Big Data/CumulusRDF
< Big Data
CumulusRDF is a distributed RDF store that stores the RDF triples in the key-value store Apache Cassandra.
Each RDF triple consists of a subject (S), a property (P) and an object (O). Several RDF triple form a graph where P is an labelled directed edge starting at S and leading to O. The graph can be queried by using eight basic graph pattern (BGP). In order to answer these queries efficiently three indices are provided by CumulusRDF: SPO, POS and OSP. The different BGPs and which index is required to answer them are shown in the following table:
Triple Pattern | Index |
---|---|
(spo) | SPO, POS, OSP |
(sp?) | SPO |
(?po) | POS |
(s?o) | OSP |
(?p?) | POS |
(s??) | SPO |
(??o) | OSP |
(???) | SPO, POS, OSP |
CumulusRDF supports two storage representations for RDF triples of the form (s, p, o):
- Hierarchical Layout
- { s : { p : { o : - } } }, { o : { s : { p : - } } } and { p : { o : { s : - } } } are inserted.
- Flat Layout
- { s : { po : - } }, { o : { sp : - } }, { po : { s : - } } and { po : { 'p' : p } } are inserted.
- The third key-key-value triple is required since Apache Cassandra stores all triples with the same key on the same data node. Since some property like rdf:type are used very often this would lead to an unbalanced load distribution. Therefore, the property concatenated with the object is used as key.

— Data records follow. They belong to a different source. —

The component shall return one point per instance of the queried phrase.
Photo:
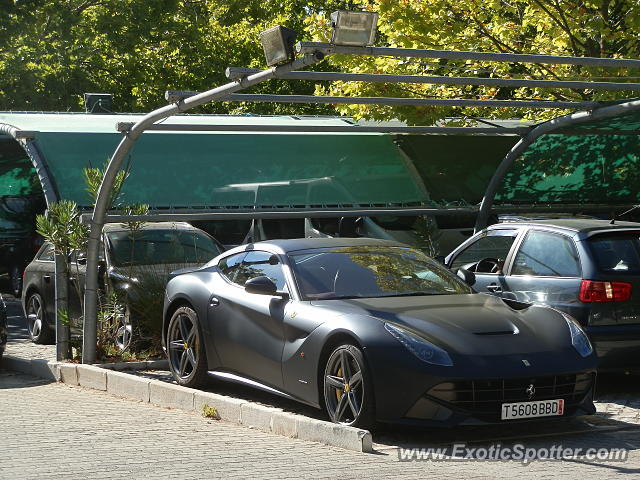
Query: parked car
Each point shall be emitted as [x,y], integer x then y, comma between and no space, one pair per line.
[373,330]
[126,259]
[3,327]
[18,240]
[587,268]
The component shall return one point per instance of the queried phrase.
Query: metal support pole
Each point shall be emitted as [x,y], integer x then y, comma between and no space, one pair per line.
[435,102]
[63,346]
[234,73]
[551,126]
[126,144]
[329,49]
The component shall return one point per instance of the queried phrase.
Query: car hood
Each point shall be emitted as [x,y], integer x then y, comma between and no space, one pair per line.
[157,270]
[474,324]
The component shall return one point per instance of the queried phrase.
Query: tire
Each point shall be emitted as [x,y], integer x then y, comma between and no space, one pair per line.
[124,333]
[185,349]
[39,330]
[348,392]
[15,280]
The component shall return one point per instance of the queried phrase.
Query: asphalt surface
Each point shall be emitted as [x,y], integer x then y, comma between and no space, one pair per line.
[617,425]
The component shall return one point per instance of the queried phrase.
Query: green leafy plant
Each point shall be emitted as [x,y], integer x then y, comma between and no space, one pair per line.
[210,412]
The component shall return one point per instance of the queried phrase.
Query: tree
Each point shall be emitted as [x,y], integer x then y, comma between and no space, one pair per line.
[597,28]
[52,51]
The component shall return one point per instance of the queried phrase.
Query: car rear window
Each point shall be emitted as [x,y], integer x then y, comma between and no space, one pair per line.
[617,252]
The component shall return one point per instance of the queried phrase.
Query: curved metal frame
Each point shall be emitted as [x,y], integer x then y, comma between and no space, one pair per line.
[545,128]
[310,53]
[124,147]
[28,144]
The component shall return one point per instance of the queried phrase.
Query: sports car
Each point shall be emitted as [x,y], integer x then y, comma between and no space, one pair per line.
[373,331]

- In order to find all triples with the same property, i.e., (?p?) the fourth triple is required. It is used in a secondary index that maps all values p to all keys (po) in which this value occurs.
References
edit- CumulusRDF - official web site
- G. Ladwig and A. Harth "CumulusRDF: Linked Data Management on Nested Key-Value Stores". Proceedings of the 7th International Workshop on Scalable Semantic Web Knowledge Base Systems (SSWS2011) at the 10th International Semantic Web Conference (ISWC2011), 2011.